Die Zinsen für Staatsanleihen von Italien und Spanien steigen. Müssten auch sie finanziell gestützt werden, würde das Geld aus dem Fonds für finanzielle Stabilität für weniger als ein Jahr reichen.

Weil sich keine Lösung für die Rettung Griechenlands abzeichnet, wird es auch für andere Länder teuer, sich auf dem Kapitalmarkt Geld zu besorgen. Am Montag waren die Zinsen auf Staatsanleihen von Italien mit einer Laufzeit von zehn Jahren auf beinahe sechs Prozent gestiegen. Das konnte auch das Sparpaket, das am Freitag ungewöhnlich schnell beschlossen wurde, nicht verhindern.

Die Anleihen von Spanien entwickeln sich ähnlich.
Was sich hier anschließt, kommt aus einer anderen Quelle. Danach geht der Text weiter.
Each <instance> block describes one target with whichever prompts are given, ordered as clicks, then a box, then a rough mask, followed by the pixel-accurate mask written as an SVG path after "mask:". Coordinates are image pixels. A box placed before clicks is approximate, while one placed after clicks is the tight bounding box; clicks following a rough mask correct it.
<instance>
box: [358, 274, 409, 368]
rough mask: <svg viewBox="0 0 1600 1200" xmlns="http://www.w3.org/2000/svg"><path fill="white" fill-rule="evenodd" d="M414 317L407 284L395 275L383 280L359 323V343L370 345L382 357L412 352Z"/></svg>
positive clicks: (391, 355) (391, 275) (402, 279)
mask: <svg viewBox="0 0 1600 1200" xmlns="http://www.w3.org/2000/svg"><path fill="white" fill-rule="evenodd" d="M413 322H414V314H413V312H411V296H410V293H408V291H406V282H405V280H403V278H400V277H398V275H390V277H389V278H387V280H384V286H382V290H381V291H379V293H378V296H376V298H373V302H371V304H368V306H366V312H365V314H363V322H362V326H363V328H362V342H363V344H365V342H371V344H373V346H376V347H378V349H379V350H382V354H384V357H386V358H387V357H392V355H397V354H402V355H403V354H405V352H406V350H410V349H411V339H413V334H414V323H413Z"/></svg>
Sollten die Zinsen weiter steigen, könnte es für Italien und Spanien unmöglich werden, ihre Defizite effektiv auf dem Kapitalmarkt zu finanzieren.

Hilfe für Italien und Spanien

Sollten Italien und Spanien ebenfalls Hilfe aus dem Fonds für finanzielle Stabilität in Europa (EFSF) benötigen, könnte diese nur für weniger als ein Jahr sichergestellt werden. Das sagte ein Vertreter von Goldman Sachs dem Wall Street Journal. Im Hilfsfonds sind derzeit 750 Milliarden Euro. Italien alleine könnte mit diesen Mitteln noch dieses und nächstes Jahr gestützt werden. Sollte Italien allerdings tatsächlich Hilfe benötigen, sei es wahrscheinlich, dass auch Spanien unterstützt werden muss, hieß es von Goldman Sachs im Gespräch mit dem Wall Street Journal.

Beim Treffen der Regierungschefs der Eurozone am Donnerstag, soll endlich über neue Rettungsmaßnahmen für Griechenland entschieden werden.